States Take Sides As Court Revisits Voting Rights Act
The U.S. Supreme Court hears arguments next week in a case that tests the constitutionality of the 1965 Voting Rights Act, the law considered the most effective civil rights statute in American history. At issue is whether a key provision of the statute has outlived its usefulness.
A staggering 49 friend of the court briefs have been filed, among them briefs from 11 states urging the court to either strike down or uphold the law. What is intriguing is that some of the states now arguing against the law were not troubled by its provisions just four years ago, the last time it was before the court.
In 2009, a small Texas utility district challenged the so-called preclearance section of the law, which requires nine states, most of them in the South, and parts of other states like California and New York, to get advance approval from the Justice Department or a federal court in Washington before changing any voting laws or regulations.
When the case got to the U.S. Supreme Court, only one state -- Georgia -- came out clearly against the law, claiming that the provision was unconstitutional. Alabama filed a brief echoing part but not all of Georgia's arguments. Both emphasized that their respective states have changed dramatically since 1965, and asked the court to seriously consider the legality of the preclearance section, given its burden on covered states.

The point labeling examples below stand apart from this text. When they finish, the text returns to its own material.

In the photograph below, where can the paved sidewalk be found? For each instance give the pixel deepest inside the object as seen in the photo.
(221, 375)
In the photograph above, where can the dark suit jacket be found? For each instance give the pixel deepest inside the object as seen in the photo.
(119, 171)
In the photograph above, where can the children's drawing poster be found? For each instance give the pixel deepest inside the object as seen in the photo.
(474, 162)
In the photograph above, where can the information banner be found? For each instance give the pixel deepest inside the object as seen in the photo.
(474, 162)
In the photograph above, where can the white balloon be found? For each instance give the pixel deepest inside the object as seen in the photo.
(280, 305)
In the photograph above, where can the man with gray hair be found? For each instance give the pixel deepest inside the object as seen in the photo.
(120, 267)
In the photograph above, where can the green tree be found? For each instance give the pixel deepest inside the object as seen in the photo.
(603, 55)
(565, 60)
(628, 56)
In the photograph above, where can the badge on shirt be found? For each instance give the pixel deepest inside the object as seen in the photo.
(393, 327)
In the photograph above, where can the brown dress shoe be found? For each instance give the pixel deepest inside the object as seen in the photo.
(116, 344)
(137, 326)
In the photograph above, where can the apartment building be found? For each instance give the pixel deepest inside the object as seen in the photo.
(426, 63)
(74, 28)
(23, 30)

The Supreme Court in 2009 dodged the preclearance question, but the issue is back this year in a challenge brought by Shelby County, Ala. And this time seven states -- Alabama, Alaska, Arizona, Georgia, South Carolina, South Dakota and Texas -- are asking the court to strike down the law.
Of the seven, Arizona has made the most noticeable switch between 2009 and 2013. In 2009, Arizona joined a brief supporting the law, along with North Carolina, California, Louisiana, Mississippi and New York.
Back then, Arizona and the other states said that the preclearance section of the law was "not onerous," and that indeed, preclearance had offered "some benefits," for example, protecting them from expensive litigation. The states supporting the law said that although some of them had expressed initial resistance to the preclearance process when the Voting Rights Act was originally adopted, "by 2006 the process for seeking preclearance had become painless and routine."
Today, however, Arizona is on the other side of the debate, saying something very different. The preclearance requirement, it now argues, is "arbitrary and burdensome," and unconstitutional.
Arizona's governor this time, as last, is Republican Jan Brewer. Though she was quite new to the job in 2009, she had previously held the job of Arizona secretary of state, the position that deals with elections.
Four other states -- Alaska, Louisiana, South Carolina and Texas -- also seem to have changed their tune since 2009. Back then, Louisiana supported the law, while Alaska, South Carolina and Texas were silent on the issue, taking no position. This time, Louisiana is silent, while Alaska, South Carolina and Texas are urging the Supreme Court to strike down the preclearance provision.
Among the states that are fully covered by the preclearance requirement, Mississippi seems to be the only one that has consistently supported the law. The state signed on to briefs in 2009 and again this year urging the Supreme Court to uphold the law.
New York, California and North Carolina -- states that are only partially covered by the preclearance mandate -- also have remained true to the positions they took four years ago. Like Mississippi, they are supporting the constitutionality of the law, declaring that it is not unduly burdensome.